The high expression of ACE2 in the intestinal tract makes the small bowel and colon highly susceptible to SARS-CoV-2 infection. Currently, this hypothesis was supported in a COVID-19 patient via a bioinformatic analysis based on single-cell transcriptomes to identify the distribution of ACE2-expressing cells. A recent study demonstrated that ACE2 expression was more frequently observed in the ileum and colon than in the lung and was mainly expressed in the absorptive enterocytes of the ileum and colon, which offers a potential explanation for diarrhea observed in many COVID-19 patients.
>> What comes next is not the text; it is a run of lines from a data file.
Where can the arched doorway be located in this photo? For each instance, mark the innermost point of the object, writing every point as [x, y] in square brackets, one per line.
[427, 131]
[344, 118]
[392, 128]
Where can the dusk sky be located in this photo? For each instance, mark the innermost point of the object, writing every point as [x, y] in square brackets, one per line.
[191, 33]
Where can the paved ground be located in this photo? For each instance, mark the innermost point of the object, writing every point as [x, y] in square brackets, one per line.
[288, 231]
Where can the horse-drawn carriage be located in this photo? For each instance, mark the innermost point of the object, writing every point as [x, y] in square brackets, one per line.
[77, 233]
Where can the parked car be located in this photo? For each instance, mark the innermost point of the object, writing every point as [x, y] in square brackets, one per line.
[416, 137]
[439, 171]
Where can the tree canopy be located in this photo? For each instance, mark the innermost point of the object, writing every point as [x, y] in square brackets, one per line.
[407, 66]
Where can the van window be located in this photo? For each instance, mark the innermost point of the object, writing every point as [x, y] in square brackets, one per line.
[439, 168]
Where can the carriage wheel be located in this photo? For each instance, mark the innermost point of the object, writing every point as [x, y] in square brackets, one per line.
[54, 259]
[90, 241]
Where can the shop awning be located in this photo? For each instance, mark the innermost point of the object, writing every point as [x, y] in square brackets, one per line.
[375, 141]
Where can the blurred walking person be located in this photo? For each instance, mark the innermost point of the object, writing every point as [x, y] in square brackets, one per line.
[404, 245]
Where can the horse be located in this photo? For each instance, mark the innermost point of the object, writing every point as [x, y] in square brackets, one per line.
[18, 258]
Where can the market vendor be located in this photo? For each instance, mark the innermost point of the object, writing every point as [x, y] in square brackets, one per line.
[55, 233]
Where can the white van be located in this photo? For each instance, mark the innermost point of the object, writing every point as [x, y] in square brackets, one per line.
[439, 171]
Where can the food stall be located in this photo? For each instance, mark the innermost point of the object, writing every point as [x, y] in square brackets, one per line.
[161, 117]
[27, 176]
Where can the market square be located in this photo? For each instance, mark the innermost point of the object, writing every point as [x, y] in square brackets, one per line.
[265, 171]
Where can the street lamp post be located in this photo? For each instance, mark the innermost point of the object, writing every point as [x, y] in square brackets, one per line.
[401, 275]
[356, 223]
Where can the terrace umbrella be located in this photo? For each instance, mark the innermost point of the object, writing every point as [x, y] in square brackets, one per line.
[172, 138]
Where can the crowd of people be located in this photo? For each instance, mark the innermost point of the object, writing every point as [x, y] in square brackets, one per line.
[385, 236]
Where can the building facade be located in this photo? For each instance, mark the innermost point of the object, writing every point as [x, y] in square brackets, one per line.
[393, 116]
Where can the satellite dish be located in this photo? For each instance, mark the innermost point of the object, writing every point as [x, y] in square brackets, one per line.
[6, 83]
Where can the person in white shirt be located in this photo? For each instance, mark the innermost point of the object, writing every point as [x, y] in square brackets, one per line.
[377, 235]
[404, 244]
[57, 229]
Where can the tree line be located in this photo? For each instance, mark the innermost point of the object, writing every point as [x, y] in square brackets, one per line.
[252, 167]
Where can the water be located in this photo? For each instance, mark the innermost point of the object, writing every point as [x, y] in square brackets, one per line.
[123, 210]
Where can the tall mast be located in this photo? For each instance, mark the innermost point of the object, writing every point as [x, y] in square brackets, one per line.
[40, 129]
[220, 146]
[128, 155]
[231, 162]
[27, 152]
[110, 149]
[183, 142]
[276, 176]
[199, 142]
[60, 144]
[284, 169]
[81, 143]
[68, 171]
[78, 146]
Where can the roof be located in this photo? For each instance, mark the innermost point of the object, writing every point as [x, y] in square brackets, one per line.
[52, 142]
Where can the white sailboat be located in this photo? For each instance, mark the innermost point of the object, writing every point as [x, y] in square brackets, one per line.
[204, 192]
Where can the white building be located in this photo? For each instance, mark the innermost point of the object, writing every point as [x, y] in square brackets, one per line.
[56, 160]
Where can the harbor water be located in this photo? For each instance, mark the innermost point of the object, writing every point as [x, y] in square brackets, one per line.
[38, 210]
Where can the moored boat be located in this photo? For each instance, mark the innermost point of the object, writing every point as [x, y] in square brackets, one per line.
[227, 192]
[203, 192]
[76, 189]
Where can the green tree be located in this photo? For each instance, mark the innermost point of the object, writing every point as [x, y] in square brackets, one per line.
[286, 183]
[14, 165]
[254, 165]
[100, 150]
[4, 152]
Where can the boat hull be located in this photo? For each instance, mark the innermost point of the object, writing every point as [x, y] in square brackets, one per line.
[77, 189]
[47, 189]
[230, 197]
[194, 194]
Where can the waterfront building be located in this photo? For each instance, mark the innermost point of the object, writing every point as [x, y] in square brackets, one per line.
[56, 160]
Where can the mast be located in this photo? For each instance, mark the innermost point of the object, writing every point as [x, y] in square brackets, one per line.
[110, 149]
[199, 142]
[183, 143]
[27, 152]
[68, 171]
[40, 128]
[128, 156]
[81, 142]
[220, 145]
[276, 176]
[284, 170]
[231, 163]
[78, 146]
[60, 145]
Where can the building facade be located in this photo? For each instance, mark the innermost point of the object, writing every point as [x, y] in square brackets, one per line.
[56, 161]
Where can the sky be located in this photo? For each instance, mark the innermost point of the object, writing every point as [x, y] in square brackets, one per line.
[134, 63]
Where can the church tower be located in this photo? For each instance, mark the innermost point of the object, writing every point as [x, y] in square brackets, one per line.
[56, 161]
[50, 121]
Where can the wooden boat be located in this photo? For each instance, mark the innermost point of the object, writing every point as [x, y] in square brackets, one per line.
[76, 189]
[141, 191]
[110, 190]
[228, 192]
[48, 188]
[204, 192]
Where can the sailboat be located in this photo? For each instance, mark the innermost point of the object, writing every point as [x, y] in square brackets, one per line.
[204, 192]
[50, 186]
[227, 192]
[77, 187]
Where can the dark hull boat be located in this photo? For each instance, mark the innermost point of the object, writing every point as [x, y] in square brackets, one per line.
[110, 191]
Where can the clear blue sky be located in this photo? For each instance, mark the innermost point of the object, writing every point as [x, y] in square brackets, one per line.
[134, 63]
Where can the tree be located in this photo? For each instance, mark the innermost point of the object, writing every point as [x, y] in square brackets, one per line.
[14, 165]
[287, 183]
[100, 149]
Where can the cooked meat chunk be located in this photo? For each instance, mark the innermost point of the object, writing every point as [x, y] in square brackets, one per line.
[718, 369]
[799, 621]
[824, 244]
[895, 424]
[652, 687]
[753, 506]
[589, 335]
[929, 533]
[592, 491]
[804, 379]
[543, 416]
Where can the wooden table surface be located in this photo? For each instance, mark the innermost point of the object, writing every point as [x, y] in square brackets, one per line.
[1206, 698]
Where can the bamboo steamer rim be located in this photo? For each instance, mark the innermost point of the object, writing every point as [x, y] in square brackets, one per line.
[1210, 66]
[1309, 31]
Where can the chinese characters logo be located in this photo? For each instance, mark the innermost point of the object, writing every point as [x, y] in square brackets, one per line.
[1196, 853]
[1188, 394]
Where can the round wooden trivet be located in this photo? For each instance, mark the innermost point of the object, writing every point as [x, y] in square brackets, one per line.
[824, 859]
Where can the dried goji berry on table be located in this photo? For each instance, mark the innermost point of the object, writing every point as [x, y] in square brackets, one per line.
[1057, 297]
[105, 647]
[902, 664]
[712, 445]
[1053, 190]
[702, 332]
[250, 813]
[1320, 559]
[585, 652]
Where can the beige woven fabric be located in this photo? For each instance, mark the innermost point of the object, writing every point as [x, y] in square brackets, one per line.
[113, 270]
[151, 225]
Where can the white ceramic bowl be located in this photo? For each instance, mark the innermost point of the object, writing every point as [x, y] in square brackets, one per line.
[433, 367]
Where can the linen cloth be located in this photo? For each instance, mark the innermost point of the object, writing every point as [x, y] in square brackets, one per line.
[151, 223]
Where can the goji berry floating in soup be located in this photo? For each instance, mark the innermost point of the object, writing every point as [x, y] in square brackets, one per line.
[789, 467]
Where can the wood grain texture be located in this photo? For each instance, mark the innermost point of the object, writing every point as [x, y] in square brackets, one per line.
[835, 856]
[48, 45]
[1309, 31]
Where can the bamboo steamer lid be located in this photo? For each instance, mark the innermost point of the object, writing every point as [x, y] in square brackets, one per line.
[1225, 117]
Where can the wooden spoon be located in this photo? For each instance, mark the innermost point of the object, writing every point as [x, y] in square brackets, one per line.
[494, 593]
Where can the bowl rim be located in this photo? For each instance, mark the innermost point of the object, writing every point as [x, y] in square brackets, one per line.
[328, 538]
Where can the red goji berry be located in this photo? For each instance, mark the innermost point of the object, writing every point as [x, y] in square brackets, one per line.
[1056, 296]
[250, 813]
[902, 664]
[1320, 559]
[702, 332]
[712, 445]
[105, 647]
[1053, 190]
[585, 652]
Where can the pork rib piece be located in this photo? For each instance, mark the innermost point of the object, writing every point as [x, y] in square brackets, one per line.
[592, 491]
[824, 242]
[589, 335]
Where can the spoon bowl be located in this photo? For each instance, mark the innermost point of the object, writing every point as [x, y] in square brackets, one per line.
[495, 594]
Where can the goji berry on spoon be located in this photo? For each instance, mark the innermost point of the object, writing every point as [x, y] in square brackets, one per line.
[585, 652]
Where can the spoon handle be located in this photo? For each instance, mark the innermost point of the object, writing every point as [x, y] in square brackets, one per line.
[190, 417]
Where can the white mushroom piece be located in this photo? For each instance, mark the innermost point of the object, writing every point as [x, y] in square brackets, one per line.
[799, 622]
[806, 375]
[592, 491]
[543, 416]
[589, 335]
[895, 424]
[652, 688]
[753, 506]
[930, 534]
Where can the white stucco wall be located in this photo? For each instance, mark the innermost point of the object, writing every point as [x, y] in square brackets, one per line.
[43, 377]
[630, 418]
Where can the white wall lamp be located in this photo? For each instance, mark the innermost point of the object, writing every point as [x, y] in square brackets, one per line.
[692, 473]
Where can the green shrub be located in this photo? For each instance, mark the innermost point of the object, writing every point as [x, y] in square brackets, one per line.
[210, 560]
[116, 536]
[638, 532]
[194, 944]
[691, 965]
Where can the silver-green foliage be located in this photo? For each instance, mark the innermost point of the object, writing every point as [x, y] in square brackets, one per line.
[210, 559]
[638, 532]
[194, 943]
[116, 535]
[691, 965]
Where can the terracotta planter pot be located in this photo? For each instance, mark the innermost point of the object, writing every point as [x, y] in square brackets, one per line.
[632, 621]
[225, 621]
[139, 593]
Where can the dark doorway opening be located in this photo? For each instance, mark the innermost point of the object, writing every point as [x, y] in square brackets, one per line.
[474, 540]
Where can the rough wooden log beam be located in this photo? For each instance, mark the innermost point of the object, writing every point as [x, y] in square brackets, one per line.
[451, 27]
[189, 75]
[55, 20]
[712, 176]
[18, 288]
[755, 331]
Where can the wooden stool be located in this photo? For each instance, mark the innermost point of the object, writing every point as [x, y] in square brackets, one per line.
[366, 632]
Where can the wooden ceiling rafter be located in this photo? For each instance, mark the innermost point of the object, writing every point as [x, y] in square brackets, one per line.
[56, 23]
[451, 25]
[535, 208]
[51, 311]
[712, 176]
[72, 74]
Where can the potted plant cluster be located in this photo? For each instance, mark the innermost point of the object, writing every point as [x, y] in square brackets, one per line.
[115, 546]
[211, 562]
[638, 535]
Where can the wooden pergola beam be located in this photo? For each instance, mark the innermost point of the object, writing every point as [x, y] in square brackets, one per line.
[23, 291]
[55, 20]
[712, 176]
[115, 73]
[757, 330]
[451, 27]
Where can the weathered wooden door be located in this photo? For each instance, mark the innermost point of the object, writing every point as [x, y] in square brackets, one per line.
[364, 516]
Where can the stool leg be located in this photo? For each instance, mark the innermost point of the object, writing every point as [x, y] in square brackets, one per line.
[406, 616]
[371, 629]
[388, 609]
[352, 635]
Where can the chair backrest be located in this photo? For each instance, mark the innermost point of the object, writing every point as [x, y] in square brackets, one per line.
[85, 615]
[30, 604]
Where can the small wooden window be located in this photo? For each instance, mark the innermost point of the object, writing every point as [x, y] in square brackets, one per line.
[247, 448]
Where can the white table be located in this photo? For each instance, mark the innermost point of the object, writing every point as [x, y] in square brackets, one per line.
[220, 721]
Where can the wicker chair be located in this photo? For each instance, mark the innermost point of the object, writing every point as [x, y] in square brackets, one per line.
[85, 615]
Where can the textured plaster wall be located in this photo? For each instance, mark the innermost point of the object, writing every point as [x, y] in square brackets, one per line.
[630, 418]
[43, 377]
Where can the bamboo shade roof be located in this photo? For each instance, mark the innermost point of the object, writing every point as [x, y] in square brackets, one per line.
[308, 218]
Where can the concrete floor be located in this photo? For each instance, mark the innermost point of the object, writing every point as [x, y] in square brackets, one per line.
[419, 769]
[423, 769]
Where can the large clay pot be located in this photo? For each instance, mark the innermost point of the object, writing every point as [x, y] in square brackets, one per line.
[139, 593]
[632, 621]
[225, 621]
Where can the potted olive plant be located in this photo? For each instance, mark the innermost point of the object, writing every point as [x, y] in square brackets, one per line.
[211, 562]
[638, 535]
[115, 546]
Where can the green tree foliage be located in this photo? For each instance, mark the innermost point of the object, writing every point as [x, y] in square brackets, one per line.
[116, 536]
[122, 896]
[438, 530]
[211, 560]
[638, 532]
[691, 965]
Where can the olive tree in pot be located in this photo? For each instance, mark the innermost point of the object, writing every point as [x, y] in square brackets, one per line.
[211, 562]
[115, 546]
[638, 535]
Moreover, this study also revealed that ACE2 is found in the stratified epithelial cells of the esophagus, which may be helpful to explain the esophagitis caused by COVID-19. The expression of ACE2 messenger RNA and protein in the gut is 100 times than that in the lung.

Conclusion

The digestive tract may serve as an infection route for COVID-19 based on clinical and pathological evidence. We should place more value on the reported digestive symptoms in infected patients; monitor liver enzymes among those infected with the virus, and consider screening for SARS-CoV-2 in fecal samples both to establish the diagnosis and to monitor for viral clearance.